Secrétariat général de l’ONU : Talla Sylla invite le Président Diomaye Faye à poser un acte de « dépassement » au profit de son prédécesseur

Le Sénégal traverse une période singulière, oscillant entre l’euphorie d’un sacre continental récent et la douleur vive causée par la disparition de l’étudiant Abdoulaye Ba. C’est dans ce contexte chargé d’émotion que Talla Sylla a choisi de prendre la parole. Dans une tribune transmise à notre rédaction via IGFM, l’homme politique interpelle directement le Président Bassirou Diomaye Faye sur un dossier diplomatique majeur qui dépasse les frontières nationales.

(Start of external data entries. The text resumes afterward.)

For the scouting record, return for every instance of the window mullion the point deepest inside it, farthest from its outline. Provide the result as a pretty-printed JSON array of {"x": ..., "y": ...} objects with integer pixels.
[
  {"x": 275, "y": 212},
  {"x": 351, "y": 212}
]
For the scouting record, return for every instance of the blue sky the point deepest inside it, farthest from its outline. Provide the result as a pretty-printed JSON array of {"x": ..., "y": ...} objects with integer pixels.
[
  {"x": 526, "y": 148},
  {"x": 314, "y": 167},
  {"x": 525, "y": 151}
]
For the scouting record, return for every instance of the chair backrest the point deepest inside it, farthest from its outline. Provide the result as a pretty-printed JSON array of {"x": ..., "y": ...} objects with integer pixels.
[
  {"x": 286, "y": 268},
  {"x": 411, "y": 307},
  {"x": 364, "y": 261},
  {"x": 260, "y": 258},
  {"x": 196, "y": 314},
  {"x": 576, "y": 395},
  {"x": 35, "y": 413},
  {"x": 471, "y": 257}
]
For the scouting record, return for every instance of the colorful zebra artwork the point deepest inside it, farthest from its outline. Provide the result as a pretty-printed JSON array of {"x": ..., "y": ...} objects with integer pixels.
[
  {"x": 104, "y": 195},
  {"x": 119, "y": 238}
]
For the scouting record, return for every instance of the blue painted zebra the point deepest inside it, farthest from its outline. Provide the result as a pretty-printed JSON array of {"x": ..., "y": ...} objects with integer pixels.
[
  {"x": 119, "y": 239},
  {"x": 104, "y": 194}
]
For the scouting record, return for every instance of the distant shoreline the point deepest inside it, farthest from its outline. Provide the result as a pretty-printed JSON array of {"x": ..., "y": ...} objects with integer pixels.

Alors que les regards se tournent vers les prochaines échéances internationales, une hypothèse prend de l’épaisseur dans les couloirs diplomatiques : celle d’une candidature de l’ancien chef de l’État, Macky Sall, au poste de Secrétaire général des Nations Unies. Face à cette éventualité, Talla Sylla appelle les nouvelles autorités à une hauteur de vue qui trancherait avec les antagonismes politiques habituels.

Un appel au soutien républicain

Pour l’auteur de la tribune, la question ne doit pas se régler à l’aune des querelles intestines, mais sous le prisme de l’intérêt national. Talla Sylla exhorte le Président Diomaye Faye à soutenir officiellement cette candidature potentielle. Selon lui, si Macky Sall accède à cette charge suprême, ce n’est pas la victoire d’un clan, mais celle du « Sénégal qui s’installe à la tête du monde ».

Il invite le chef de l’État à considérer ce soutien comme un « sacerdoce » et une opportunité de parachever l’œuvre de réconciliation entamée lors de la passation de pouvoir de 2024. « Le véritable pouvoir est magnanime », écrit-il, soulignant que bloquer cette ascension au nom de la politique intérieure serait incompris par la communauté internationale.

Une opportunité diplomatique pour le régime en place

Au-delà de la figure de l’ancien président, Talla Sylla met en avant les bénéfices politiques pour l’actuel exécutif. Il décrit l’image d’un Président en exercice portant la candidature de son prédécesseur comme une « leçon d’élégance démocratique administrée à l’univers ». Cette démarche s’inscrirait dans la continuité des efforts diplomatiques actuels, notamment visibles lors des récentes activités du gouvernement au niveau de l’Union africaine.

En conclusion de son plaidoyer, Talla Sylla demande au Président de la République de briser les « chaînes du ressentiment » pour permettre au drapeau sénégalais de flotter plus haut, rappelant que l’histoire retient davantage les actes de grandeur que les victoires partisanes.